A Felipe le habían puesto un platito de leche en una esquina y ahí estaba lamiendo, tan hambriento como su dueña. Nosotros nos preguntábamos si quizá podríamos quedárnoslo, aunque fuese a costa de que la señora se quedase también. Por supuesto, no nos atrevimos a sugerirlo. Ya conocíamos la teoría de Padre sobre las mascotas, que justo entonces empezó a explicar con mucho preámbulo.
–Rescatar a un gato de la muerte es una acción muy digna, pero conservarlo como mascota es una canallada. La misma palabra mascota es muy reveladora. Establece una relación de desigualdad, de posesión, inaceptable.
La señora asintió:
–Inaceptable.
–Fíjese: los animales no tienen mascotas. Un perro no tiene a un gato ni un chimpacé tiene a un loro. En la naturaleza no existe esa costumbre tan sumamente absurda. Es algo que nos hemos inventado los humanos, justificándolo con la excusa de la compañía. Animales de compañía, se les llama, qué disparate, cuando por contraste rechazamos la compañía de nuestros semejantes. Por no hablar de las enfermedades que transmiten.
–Contra la domesticación –dijo la señora.
Esta última intervención nos dejó de piedra. La señora entendía más de lo que aparentaba. ¡Era una filósofa! Padre se animó, asintió con vigor –«¡Contra la domesticación!», repitió– y dijo que la existencia de mascotas no era más que una aberración de la cultura occidental, una infantilización, una marca de clase y una señal de decadencia, una estúpida y perniciosa moda de la que, afortunadamente, muchísimas culturas asiáticas y africanas ni siquiera tenían noticia. Tras un largo silencio, preguntó:
–¿Qué hará con el gatito?
–Felipe.
–Con… Felipe.
–Duerme en el bolsillo –luego miró alrededor, limpiándose con la servilleta–. Y yo, ¿dónde duermo?

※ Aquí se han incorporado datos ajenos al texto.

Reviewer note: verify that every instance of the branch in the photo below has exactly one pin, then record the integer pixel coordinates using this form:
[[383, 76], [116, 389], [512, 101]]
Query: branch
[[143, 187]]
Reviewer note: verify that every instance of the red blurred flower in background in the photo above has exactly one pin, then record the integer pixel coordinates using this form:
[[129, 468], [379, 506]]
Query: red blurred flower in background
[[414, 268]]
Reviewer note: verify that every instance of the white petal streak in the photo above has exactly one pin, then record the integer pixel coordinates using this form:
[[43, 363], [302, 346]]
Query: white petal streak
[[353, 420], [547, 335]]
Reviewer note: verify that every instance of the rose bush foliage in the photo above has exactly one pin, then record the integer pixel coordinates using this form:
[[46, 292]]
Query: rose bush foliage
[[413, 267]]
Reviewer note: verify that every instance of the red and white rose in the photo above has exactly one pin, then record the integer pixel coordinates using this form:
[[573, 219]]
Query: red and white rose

Que era una mujer culta y que tenía relaciones con el mundo del derecho, hasta Madre tuvo que admitirlo más tarde. Antes de acostarse estuvo hablando del Código Civil y del derecho consuetudinario, disquisiciones que, por supuesto, nosotros no entendimos, no sabemos si porque eran inentendibles o porque no teníamos edad para entenderlas. Madre la interrumpía a cada momento para preguntarle cuestiones prácticas como si quería que le guardase el carrito de la compra en la cocina, si llevaba dentro algún alimento que pudiera estropearse, si quería que le prestase un camisón, una toalla o un cepillo de dientes, y cosas por el estilo, así que la conversación avanzaba dislocada, lo que nos hizo mucha gracia aunque tuvimos que contener las risas por aquello de la hospitalidad. A esas alturas, Padre ya se había desentendido porque, después de todo, la señora era una mujer, y él con las cosas de mujeres era muy respetuoso. Madre le había preparado la cama de Rosa –«sábanas limpias –dijo para sí misma–, más lavadoras»– y Rosa iba a dormir en el sofá. Como nunca nos movíamos de casa, ni siquiera en verano, este tipo de cambios, por mínimos que fueran, nos hacían cierta ilusión. Pero la verdadera, desesperanzada ilusión la teníamos puesta en Felipe. ¡Si por lo menos nos dejara jugar un poco con él! Felipe se había quedado dormido dentro del abrigo y ella no pensaba quitárselo.